Renewable electricity-driven carbon dioxide (CO₂) electrolysis can convert CO₂ into valuable fuel and chemicals. However, one of the key challenges hindering CO₂ electrolysis toward practical application is the severe carbon loss under alkaline and neutral conditions, resulting in low CO₂ utilization efficiency (<50%).

Recently, a research team led by Profs. Bao Xinhe, Wang Guoxiong and Gao Dunfeng from the Dalian Institute of Chemical Physics (DICP) of the Chinese Academy of Sciences (CAS) has proposed a new strategy for carbon- and energy-efficient acidic CO₂ electrolysis.

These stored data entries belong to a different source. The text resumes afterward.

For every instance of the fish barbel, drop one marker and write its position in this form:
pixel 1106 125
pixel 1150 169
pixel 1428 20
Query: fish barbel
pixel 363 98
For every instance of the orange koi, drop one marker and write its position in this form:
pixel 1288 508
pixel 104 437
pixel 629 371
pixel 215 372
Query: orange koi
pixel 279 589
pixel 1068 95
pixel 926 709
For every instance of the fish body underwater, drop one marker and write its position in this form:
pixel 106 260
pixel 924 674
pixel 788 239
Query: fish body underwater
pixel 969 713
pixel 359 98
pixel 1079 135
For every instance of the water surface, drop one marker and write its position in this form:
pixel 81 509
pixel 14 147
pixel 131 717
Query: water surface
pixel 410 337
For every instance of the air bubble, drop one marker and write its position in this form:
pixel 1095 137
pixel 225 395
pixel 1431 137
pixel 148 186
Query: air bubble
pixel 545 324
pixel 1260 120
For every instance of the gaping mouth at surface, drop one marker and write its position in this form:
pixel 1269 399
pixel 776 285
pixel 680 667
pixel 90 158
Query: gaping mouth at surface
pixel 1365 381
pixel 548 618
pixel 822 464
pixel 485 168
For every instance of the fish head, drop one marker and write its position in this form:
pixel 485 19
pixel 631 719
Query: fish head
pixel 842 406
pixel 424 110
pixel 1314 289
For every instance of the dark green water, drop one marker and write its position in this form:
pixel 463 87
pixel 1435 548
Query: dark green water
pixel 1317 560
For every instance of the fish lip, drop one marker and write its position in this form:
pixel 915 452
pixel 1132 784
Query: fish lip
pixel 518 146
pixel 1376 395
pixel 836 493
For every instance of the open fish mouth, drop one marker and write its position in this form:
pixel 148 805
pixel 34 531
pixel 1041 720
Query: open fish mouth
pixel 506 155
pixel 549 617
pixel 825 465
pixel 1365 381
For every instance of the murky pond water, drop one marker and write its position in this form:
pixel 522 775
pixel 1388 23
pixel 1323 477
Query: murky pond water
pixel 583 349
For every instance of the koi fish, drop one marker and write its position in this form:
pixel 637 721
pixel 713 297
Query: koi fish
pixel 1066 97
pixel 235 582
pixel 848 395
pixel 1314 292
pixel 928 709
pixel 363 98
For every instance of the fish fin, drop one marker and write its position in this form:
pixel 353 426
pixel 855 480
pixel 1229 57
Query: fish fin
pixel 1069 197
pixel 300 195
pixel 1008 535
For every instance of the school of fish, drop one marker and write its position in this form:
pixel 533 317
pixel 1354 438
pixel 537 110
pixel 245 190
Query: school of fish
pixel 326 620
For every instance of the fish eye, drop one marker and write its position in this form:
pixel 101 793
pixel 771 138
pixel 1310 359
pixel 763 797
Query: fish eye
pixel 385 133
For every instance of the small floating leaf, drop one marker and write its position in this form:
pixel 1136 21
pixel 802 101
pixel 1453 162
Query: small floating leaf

This study was published in Energy & Environmental Science on Feb. 23.

The researchers tuned the microenvironments (local concentrations of H⁺, K⁺ and CO₂) of Ni-N-C cathode catalyst by changing anolyte composition and input CO₂ pressure in an acid membrane electrode assembly (MEA) electrolyzer. Benefiting from tailored catalyst microenvironments, they achieved acidic CO₂ electrolysis to CO at industrial current densities with high CO₂ utilization efficiency and high energy efficiency.

Under optimal reaction conditions, they obtained CO Faradaic efficiency as high as 95% at 500 mA cm^-2, and the corresponding full cell energy efficiency was 39%. Compared with alkaline electrolysis, the CO₂ loss was reduced by 86%, and the single-pass CO₂ utilization efficiency reached as high as 85%.

Moreover, they have revealed that the co-existence of H⁺ and K⁺ played a crucial role in stabilizing the initial *CO₂ intermediate, resulting in enhanced CO formation with theoretical calculation results.

They also assembled an acid/alkaline tandem CO₂ electrolysis system, demonstrating carbon-efficient CO₂ conversion to multicarbon products (C₂₊) via a CO₂-CO-C₂₊ route.

"This work provides new insights into tuning catalyst microenvironments for carbon-efficient CO₂ electrolysis towards practical application," said Prof. Wang.